A Fronteira da Alvorada é um filme de fotógrafo. Seu maior mérito está nas cuidadosas composições de quadro, na arquitetura do plano, seja na busca por angulosidade nas tomadas em ruas, ou pelo perfeito enquadramento do rosto humano retratando profundos e ambíguos sentimentos. O sofisticado planejamento da incidência da luz, ora gerando mais contraste, em outros momentos maior difusão, fazem com que cada imagem deste filme se pareça vinda de um still fotográfico. Existem também outros atributos, como diálogos imperdíveis, em que dois amigos esmiúçam a teoria do limpador de pára-brisas: “O amor é como os limpadores de pára-brisas do carro. Quando um vai atrás, o outro corre. Quando é o outro que vai em busca, o primeiro se afasta.”
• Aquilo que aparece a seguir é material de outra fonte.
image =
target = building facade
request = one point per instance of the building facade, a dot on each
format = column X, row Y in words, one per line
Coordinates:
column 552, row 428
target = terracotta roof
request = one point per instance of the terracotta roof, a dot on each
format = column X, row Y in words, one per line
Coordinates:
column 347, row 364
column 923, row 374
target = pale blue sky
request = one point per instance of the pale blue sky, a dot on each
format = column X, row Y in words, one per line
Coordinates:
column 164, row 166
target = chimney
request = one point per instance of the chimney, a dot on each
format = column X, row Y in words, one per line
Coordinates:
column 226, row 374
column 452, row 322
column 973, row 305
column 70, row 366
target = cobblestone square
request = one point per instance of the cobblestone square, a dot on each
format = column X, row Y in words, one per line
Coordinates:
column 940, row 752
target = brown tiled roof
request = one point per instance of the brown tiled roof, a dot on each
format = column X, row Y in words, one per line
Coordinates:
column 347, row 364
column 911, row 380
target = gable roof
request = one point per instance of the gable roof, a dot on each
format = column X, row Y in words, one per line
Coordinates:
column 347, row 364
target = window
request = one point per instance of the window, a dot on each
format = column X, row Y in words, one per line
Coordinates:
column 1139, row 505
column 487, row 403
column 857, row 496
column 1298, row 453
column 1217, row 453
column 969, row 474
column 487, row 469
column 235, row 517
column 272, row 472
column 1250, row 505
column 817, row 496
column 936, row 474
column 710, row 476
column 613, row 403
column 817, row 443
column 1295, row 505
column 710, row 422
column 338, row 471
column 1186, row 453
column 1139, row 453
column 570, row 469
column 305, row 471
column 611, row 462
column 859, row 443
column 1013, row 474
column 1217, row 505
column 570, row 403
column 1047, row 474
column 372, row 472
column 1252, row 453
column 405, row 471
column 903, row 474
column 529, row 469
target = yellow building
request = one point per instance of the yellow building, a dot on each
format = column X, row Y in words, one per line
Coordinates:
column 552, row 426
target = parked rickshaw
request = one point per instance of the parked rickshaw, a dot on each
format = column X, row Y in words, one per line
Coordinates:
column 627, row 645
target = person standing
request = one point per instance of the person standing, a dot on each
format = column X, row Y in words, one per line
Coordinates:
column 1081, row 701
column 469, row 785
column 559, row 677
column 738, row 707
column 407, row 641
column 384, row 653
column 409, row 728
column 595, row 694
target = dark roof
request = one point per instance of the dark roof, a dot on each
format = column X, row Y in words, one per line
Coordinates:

As constantes indagações de Carole sobre o que de fato é o amor, quanto tempo ele dura e a legitimidade das promessas e juras são outro ponto forte deste filme, tão fundamentado em diálogos e desempenho de atores. “Me amará depois que eu tiver doente, enlouquecida?” Passíveis de discussão (inclusive como apontamento de fator negativo), são algumas atitudes precipitadas e repentinas dos personagens, até mesmo inexplicáveis, gerando reviravoltas supreendentes e por vezes pouco verossímeis. No entando, é uma particular escolha do realizador. Há também, inegavelmente, como o espectador certamente irá notar, um forte tom shakesperiano na trama, até pela constante menção a ideia de que amor verdadeiro apenas consuma-se além da vida. Pode-se vislumbrar também no filme uma atualização dos temas da mitologia grega, como o mito de Eros e, principalmente, de Tânatos (ou "Thanatos"). Cinematograficamente, uma sutíl repaginada em temas que já estavam presentes no cinema em 1927, como em Aurora - até pela própria coincidência dos títulos.

Casos extraconjugais, onde inicialmente há uma busca por sexo sem envolvimento afetivo e sem perguntas, mas que descamba para a ameaça das amarras convencionais da “vida burguesa”, é um tema que já fez escola no cinema. O Último Tango em Paris, filme de 1972 dirigido pelo italiano Bernardo Bertolucci, é tido como um dos principais a iniciar a chamada “tendência erótica” no cinema de arte que persiste no cinema atual. O filme Intimidade, de 2001 dirigido por Patrice Chéreau, é outro grande exemplo desta linhagem de filmes, que definitivamente encontra o seu representante atual em A Fronteira da Alvorada. Estranho usar o termo “atual” para um filme que, em todos os sentidos, é uma busca por uma essência atemporal.